A 09H30 , l’indice CAC 40 reculait de 15,54 points à 5.224,20 points. La veille, il avait fini en léger repli de 0,24%.

"Comme prévu, la banque centrale américaine a bien augmenté son taux directeur de 25 points de base. Les projections économiques n’ont pas réservé de surprise majeure : la croissance attendue a été relevée, le taux de chômage abaissé tandis que les prévisions d’inflation restent stables. Elles vont dans le sens de trois hausses de taux cette année, et non pas quatre comme l’ont craint certains investisseurs depuis quelques semaines", a résumé dans une note Christopher Dembik, responsable de la recherche économique chez Saxo Banque.

Le nouveau président de la Fed, Jerome Powell a ainsi "essayé de ménager la chèvre et le chou", selon lui.

"Afin de neutraliser l’impact potentiellement négatif de la hausse des taux sur la bourse, son discours fut marqué par un ton très accommodant, soulignant notamment qu’au regard des données économiques en possession de la banque centrale, il n’y a aucun risque d’accélération de l’inflation", a complété M. Dembik.

De fait, dans le sillage de la décision de la Fed et de la conférence de presse de M. Powell, les taux souverains américains de longue échéance sont repartis à la baisse, tout comme le dollar, qui a reculé face à l’euro.

Mais pour Michael Hewson, un analyste de CMC Markets, c’est surtout les dernières annonces de Donald Trump en matière de politique commerciale qui devraient maintenir la fébrilité sur les marchés.

Le président américain doit dévoiler jeudi de nouvelles sanctions commerciales contre la Chine, qu’il accuse de vol de la propriété intellectuelle au détriment des entreprises américaines, renforçant les craintes d’un grave conflit commercial mondial.

"Si le montant s’élève effectivement à plusieurs dizaines de milliards de dollars, les marchés ont de quoi s’inquiéter", ont abondé les stratégistes du courtier Aurel BGC.

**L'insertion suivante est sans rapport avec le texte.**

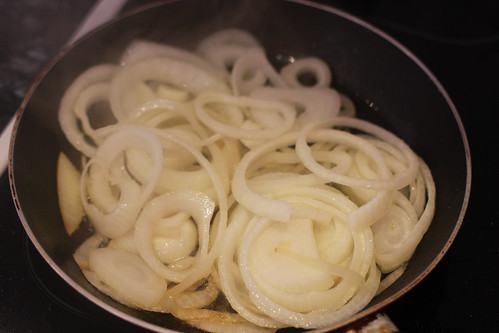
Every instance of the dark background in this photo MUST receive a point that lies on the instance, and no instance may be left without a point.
(457, 40)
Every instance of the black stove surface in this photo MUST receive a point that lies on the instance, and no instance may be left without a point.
(458, 41)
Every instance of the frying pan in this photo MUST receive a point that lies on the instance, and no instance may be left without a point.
(388, 84)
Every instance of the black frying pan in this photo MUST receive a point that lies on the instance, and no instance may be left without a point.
(389, 85)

Ce jeudi, c’est au tour de la Banque d’Angleterre de rendre sa décision de politique monétaire,sans changement attendu.

Du côté des indicateurs, le climat des affaires en France a de nouveau légèrement fléchi en mars, tout en se maintenant à un niveau "favorable", avec de bonnes perspectives du côté de l’emploi, selon l’Insee.

Toujours dans l’Hexagone, la croissance du secteur privé a elle aussi de nouveau ralenti en mars, tout en restant à niveau élevé, selon l’indice PMI publié par le cabinet IHS Markit.

Le marché prendra aussi connaissance du baromètre Ifo du moral des entrepreneurs allemands.

Les ventes au détail pour le mois de février au Royaume-Uni ainsi que les demandes hebdomadaires d’allocations chômage aux Etats-Unis complèteront l’agenda.

- Ingenico et Altran à la traîne -

Sur le front des valeurs, Wendel perdait 1,11% à 142,30 euros après que la société d’investissements a annoncé unretour dans le vert en 2017 et un changement dans sa gouvernance, avec l’arrivée prévue de Nicolas ver Hulst à la tête du conseil de surveillance.

Altran cédait 3,39% à 13,39 euros. Le groupe français de conseil en technologie a lancé une augmentation de capital de 750 millions d’euros, pour financer en partie l’acquisition du groupe américain Aricent, désormais effective, ce qui, selon le courtier Gilbert Dupont, se traduira par une décote de quelque 33% du cours de l’action.

Ingenico Group pâtissait (-4,18% à 63,72 euros) d’un abaissement de sa recommandation à "conserver" par Kepler Cheuvreux.

Esso SAF progressait à l’inverse de 3,43% à 46,80 euros, sans être affecté par un bénéfice net 2017 en fort recul, pénalisé par des effets de stocks.

Maisons France Confort (MFC) gagnait en revanche 2,22% à 55,20 euros. Le constructeur de maisons individuelles table sur un chiffre d’affaires en hausse et une rentabilité opérationnelle "de bon niveau" en 2018, après avoir vu son bénéfice net bondir de 84% l’an dernier.

Trigano montait de 1,04% à 155,60 euros, bénéficiant d’un chiffre d’affaires en augmentationde 42,1% à 551,4 millions d’euros au deuxième trimestre (décembre-février) de son exercice décalé 2017/2018, porté par ses récentes acquisitions.